Falcons Worried Sanders May Stay With Baseball


If Deion Sanders becomes the New York Yankees’ starting left fielder and fails to report when the Falcons open training camp July 26, he would be required to pay back a significant portion of the $2.01-million signing bonus he received last year.

The Atlanta Falcons aren’t making an issue of it yet, but they are worried “Prime Time” may decide Yankee Stadium is a more glamorous stage on which to perform.

“We’re in competition for Deion’s services,” Jim Hay, Falcons vice president for finance, said. “The indication we get is that he will play football when it’s time. But those things change.

“He said one thing when he was sent to Columbus (Ohio). It might change if he’s playing for the Yankees and hitting .340. Yankee Stadium is an intriguing thing. He may look at baseball salaries, and if he projects himself as a big-time player, he might play baseball.”


Yankees Manager Bucky Dent has said Sanders could be called up within the week from Columbus, where he was hitting .357 through last Thursday’s games. The Dave Winfield trade was made, in part, to clear a spot in the lineup for “Neon Deion.”

Yankees Executive Vice President George Bradley, who negotiated Sanders’ baseball contract earlier this year, said the deal reflects a strong commitment to baseball by Sanders.

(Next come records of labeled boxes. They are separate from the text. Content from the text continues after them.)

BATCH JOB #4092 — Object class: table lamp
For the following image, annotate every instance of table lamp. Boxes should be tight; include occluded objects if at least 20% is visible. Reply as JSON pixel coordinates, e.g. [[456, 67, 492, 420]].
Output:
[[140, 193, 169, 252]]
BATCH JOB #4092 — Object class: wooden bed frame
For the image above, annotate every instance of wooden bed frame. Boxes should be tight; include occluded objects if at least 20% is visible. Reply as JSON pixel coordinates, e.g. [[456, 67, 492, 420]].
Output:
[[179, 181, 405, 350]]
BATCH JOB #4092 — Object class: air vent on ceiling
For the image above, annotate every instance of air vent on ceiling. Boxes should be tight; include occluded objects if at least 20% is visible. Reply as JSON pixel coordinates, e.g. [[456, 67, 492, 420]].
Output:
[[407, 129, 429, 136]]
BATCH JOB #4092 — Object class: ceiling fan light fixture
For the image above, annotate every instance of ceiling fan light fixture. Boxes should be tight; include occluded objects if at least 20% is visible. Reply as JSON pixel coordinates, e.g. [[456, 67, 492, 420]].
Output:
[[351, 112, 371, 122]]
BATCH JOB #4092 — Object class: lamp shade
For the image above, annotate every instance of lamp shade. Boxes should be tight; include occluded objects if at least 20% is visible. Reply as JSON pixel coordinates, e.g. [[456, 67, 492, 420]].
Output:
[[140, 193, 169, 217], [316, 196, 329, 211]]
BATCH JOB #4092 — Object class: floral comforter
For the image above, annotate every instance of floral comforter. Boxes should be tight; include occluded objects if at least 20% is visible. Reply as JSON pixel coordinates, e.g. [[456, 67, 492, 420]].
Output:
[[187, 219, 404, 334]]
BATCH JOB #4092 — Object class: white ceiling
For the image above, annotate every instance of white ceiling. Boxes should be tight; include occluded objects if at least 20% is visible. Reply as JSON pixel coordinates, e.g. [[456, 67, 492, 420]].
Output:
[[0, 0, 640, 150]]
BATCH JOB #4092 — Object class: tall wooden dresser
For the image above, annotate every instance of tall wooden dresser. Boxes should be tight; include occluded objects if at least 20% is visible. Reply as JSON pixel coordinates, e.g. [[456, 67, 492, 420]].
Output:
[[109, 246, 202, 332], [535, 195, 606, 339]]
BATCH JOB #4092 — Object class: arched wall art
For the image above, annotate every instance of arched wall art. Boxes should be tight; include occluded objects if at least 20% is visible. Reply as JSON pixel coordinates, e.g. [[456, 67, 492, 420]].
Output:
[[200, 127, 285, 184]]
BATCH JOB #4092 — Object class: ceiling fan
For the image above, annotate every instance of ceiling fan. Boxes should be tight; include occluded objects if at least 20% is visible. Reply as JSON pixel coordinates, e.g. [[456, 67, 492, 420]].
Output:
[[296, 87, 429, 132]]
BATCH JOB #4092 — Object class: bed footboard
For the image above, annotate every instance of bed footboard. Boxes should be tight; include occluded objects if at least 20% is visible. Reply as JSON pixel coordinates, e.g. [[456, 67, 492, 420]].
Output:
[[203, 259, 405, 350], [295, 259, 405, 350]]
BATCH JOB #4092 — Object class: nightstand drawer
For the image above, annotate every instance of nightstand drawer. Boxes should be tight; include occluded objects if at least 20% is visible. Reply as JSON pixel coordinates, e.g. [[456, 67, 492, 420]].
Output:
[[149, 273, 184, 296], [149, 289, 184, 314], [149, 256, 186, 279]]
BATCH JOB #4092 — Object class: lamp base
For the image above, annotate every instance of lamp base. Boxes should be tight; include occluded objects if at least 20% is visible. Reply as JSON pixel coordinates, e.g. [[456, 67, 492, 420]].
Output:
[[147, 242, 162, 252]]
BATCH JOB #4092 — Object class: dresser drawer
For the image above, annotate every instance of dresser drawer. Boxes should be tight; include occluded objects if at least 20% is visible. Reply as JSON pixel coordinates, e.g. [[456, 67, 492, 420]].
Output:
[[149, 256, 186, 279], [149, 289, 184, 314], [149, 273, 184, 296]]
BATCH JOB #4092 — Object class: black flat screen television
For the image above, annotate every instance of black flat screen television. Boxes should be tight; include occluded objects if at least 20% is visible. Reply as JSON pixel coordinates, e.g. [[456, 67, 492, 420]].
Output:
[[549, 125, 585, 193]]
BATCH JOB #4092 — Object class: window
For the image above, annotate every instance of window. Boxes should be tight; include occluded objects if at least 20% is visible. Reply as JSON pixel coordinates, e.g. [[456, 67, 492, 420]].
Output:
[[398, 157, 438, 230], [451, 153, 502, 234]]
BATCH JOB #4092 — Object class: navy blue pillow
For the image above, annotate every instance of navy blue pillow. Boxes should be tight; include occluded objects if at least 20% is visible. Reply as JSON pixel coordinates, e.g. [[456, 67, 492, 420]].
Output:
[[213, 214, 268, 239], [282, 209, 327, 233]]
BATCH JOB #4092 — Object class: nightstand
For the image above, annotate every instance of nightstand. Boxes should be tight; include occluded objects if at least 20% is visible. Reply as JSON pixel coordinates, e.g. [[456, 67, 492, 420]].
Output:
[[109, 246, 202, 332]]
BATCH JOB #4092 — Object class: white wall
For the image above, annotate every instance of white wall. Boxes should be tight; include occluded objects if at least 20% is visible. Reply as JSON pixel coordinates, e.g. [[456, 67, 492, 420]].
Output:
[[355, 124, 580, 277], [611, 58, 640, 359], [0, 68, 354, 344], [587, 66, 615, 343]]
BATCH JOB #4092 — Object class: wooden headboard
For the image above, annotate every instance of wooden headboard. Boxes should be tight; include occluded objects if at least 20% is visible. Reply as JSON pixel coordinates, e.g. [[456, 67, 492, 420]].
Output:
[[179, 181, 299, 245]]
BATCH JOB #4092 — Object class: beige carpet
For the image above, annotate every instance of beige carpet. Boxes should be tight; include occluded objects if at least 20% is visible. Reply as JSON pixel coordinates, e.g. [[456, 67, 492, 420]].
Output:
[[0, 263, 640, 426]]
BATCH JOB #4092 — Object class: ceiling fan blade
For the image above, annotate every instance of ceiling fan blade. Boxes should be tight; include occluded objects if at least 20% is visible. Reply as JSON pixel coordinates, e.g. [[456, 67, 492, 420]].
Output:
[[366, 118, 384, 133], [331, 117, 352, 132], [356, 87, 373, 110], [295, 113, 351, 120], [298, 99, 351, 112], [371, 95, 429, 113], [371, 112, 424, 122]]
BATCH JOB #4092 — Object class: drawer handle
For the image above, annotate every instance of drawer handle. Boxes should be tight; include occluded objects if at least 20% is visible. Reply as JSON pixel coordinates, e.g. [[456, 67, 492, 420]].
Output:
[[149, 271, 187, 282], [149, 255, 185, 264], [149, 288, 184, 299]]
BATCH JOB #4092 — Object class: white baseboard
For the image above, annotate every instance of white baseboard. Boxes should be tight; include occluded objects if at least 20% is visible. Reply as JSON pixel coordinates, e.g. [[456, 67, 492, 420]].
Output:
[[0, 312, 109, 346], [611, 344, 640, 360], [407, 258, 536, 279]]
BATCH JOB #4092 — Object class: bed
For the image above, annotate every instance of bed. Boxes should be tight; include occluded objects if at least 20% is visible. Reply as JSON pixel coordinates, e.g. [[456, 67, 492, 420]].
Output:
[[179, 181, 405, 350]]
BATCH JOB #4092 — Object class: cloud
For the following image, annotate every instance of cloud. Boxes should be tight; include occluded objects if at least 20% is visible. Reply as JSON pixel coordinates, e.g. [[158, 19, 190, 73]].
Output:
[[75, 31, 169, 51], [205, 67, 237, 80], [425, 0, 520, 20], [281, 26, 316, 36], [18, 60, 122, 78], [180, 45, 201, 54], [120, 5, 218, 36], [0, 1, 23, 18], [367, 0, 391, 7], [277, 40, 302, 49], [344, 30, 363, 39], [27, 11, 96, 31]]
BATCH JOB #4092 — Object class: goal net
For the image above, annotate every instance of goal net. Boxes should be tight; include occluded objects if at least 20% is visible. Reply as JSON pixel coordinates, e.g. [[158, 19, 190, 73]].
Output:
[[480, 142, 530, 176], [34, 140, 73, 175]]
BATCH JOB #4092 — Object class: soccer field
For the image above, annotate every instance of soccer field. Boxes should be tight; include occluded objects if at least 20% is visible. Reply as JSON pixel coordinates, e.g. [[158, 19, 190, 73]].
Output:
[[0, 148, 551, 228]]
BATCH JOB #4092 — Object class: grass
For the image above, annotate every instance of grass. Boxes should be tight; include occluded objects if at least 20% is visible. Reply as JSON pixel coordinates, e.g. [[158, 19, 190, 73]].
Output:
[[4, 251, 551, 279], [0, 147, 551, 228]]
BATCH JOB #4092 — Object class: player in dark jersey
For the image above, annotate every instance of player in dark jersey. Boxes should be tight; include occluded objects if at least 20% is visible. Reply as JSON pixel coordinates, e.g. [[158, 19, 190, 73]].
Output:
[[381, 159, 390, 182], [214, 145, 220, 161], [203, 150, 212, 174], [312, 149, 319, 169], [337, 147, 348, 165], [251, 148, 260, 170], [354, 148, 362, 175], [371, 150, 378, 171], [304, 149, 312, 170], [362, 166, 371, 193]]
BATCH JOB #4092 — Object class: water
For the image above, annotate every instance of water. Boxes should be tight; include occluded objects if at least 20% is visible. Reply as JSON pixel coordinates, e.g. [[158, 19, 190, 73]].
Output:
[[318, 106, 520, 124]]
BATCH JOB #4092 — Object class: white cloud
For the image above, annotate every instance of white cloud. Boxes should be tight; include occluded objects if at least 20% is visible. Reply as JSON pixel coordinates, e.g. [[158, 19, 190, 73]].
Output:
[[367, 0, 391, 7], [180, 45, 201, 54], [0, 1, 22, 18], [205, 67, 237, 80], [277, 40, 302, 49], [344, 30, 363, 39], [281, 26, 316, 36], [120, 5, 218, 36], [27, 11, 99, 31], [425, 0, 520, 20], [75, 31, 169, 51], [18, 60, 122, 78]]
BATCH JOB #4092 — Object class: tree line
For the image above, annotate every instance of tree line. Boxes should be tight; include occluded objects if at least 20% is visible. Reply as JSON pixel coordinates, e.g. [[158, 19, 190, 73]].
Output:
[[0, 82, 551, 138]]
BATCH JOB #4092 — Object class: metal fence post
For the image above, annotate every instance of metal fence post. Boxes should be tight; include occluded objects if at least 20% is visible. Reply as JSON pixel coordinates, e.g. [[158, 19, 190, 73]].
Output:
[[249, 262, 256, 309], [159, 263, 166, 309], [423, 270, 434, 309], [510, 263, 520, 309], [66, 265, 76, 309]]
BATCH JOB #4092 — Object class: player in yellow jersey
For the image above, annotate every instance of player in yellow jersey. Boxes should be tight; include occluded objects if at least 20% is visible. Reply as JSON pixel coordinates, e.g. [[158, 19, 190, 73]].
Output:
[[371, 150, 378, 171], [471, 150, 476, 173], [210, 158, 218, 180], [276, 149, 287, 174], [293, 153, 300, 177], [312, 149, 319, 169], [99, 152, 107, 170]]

“Let me put it this way; it’s a weighted contract,” Bradley said. “It’s heavily weighted toward the end of the year. He’s got too much to lose by leaving. If he’s not in the major leagues (on July 26), he has a right to leave, but I’m not certain he would do it even then. There are not only financial reasons for him to stay but also a lot of long-term stuff.”

Sanders’ four-year package with the Falcons is worth $4.41 million. If he remains with the Yankees, it’s likely Sanders would have to refund a prorated portion of the signing bonus--$500,000 for each year in which he fails to play a full season--but Hay declined to specify how much Sanders would owe.

The Falcons are hoping to avoid a situation similar to that of Bo Jackson, who plays a full baseball season with the Royals and then takes his place in the Raiders’ backfield in late October.